Nobel Laureate Physicist Steve Chu To Be Named Next U.S. Energy Secretary

APS Lauds President-Elect Obama’s Choice of Lawrence Berkeley National Laboratory Director, World Energy Research Leader

steven chu photographed by Roy Kaltschmidt/LBNL

Steven Chu, Director of LBNL

WASHINGTON, D.C.  — The American Physical Society (APS) is elated that President-Elect Obama plans to nominate Nobel Laureate Steve Chu, a world leader in alternative and renewable energy research and Lawrence Berkeley National Laboratory director, as the next U.S. Energy Secretary.

"Dr. Chu is a man of great intellect whose scientific accomplishments make him an outstanding selection for U.S. Energy Secretary. As the Obama administration develops its energy policy, Dr. Chu will undoubtedly serve as an effective leader, striving to strengthen U.S. energy security and tackle the devastating effects of global warming," said APS President Arthur Bienenstock.

Chu was the recipient of two prestigious APS prizes, the Herbert P. Broida in 1987 and Arthur L. Schawlow in 1994, for his extraordinary work of developing methods to cool and trap atoms with laser light. In 1997 while at Stanford University, Chu was one of three scientists to win the Nobel Prize in physics for that same work. Since 2004, he has served as director of the Lawrence Berkeley National Laboratory, which has 4,000 employees and a budget of $650 million.

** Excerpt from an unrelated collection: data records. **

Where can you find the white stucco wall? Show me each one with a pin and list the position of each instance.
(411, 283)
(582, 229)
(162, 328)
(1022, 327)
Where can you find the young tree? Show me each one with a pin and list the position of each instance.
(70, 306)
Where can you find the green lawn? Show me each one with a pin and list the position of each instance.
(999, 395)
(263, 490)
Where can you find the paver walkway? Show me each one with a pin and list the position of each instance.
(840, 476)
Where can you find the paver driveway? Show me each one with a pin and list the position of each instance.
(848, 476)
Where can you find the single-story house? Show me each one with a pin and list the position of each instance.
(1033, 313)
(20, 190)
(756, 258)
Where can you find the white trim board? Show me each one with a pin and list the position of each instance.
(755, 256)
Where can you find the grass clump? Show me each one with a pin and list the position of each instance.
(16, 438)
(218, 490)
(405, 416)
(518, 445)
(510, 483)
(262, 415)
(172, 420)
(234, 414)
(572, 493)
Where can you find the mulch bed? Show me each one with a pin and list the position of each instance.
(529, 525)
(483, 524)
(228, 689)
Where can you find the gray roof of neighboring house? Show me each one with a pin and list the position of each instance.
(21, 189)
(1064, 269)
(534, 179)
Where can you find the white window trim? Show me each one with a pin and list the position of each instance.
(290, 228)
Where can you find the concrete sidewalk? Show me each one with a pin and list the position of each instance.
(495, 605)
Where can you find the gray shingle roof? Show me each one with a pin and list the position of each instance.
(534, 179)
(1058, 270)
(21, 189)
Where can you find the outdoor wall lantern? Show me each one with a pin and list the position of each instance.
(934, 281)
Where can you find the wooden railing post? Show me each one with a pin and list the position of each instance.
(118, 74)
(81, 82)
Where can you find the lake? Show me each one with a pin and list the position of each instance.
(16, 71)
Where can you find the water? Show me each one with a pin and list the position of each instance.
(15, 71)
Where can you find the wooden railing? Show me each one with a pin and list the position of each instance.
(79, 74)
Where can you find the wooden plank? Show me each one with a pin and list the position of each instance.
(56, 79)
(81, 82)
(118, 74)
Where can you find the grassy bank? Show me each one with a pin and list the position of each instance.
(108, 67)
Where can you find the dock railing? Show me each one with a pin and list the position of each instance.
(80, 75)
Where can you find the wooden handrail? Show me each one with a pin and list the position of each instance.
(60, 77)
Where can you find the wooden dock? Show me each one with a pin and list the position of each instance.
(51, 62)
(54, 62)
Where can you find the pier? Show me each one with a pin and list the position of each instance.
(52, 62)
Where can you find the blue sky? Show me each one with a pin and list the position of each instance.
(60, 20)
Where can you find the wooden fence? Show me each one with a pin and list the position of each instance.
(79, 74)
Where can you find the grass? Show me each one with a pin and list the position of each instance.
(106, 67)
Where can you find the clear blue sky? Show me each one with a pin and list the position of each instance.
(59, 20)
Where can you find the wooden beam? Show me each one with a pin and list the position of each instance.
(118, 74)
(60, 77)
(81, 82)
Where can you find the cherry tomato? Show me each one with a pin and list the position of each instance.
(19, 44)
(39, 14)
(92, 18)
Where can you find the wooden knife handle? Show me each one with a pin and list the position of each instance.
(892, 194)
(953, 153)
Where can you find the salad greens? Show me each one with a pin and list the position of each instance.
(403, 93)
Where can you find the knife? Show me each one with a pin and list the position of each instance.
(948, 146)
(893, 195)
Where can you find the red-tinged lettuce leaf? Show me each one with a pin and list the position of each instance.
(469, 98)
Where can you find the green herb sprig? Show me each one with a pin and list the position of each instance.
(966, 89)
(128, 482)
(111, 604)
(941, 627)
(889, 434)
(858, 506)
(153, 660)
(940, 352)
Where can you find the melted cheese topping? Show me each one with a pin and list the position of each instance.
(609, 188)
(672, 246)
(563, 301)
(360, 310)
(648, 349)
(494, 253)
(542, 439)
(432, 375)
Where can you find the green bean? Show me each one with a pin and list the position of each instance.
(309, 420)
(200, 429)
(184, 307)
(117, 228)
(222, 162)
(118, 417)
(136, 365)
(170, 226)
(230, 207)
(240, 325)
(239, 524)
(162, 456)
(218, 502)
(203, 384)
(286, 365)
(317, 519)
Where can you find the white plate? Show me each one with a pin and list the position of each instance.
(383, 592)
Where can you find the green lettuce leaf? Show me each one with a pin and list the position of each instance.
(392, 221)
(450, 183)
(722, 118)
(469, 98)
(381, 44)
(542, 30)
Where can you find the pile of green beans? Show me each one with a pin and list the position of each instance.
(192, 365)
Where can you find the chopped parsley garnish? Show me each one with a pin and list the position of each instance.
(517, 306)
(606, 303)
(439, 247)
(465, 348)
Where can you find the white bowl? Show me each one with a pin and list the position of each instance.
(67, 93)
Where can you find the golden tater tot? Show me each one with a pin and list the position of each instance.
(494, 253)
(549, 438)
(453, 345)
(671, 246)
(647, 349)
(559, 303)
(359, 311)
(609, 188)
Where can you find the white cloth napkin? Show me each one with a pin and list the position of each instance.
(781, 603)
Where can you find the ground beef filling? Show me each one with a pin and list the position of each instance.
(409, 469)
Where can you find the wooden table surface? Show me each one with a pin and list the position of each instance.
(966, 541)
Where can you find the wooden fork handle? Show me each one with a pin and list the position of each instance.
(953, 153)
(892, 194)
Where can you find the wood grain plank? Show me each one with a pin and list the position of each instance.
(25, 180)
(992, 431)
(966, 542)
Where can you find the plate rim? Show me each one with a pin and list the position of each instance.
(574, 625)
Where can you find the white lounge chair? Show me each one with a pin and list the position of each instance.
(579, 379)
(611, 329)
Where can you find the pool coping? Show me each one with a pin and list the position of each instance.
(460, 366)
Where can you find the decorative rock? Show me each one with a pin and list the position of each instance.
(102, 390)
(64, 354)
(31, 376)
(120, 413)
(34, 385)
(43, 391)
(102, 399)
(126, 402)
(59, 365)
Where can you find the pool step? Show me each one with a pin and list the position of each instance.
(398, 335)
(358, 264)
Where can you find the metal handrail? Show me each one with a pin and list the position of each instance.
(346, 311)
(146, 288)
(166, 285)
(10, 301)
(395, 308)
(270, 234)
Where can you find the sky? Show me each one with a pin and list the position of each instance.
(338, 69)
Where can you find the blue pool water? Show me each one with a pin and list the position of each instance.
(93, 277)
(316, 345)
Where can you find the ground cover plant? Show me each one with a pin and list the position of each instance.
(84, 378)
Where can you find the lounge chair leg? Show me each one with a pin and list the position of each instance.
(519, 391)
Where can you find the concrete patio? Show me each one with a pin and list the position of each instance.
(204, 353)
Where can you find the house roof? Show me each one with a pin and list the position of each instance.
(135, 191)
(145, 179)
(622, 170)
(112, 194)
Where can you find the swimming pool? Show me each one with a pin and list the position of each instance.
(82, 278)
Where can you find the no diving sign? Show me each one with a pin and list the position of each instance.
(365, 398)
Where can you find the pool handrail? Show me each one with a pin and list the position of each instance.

Under his leadership, the lab has been a center of research into biofuels and solar energy technologies. A lifetime member and fellow of APS, Chu has been a staunch advocate of energy efficiency and alternative energy research, stating that the U.S. should rid its dependence on foreign oil to combat global warming.

He was also the driving force behind the development of the Energy Biosciences Institute, a $500 million pact between BP, University of California, Berkeley, Berkeley Lab and the University of Illinois. Additionally, he was leading organizer of the Joint BioEnergy Institute, one of three Bioenergy Research Centers funded by the U.S. Department of Energy.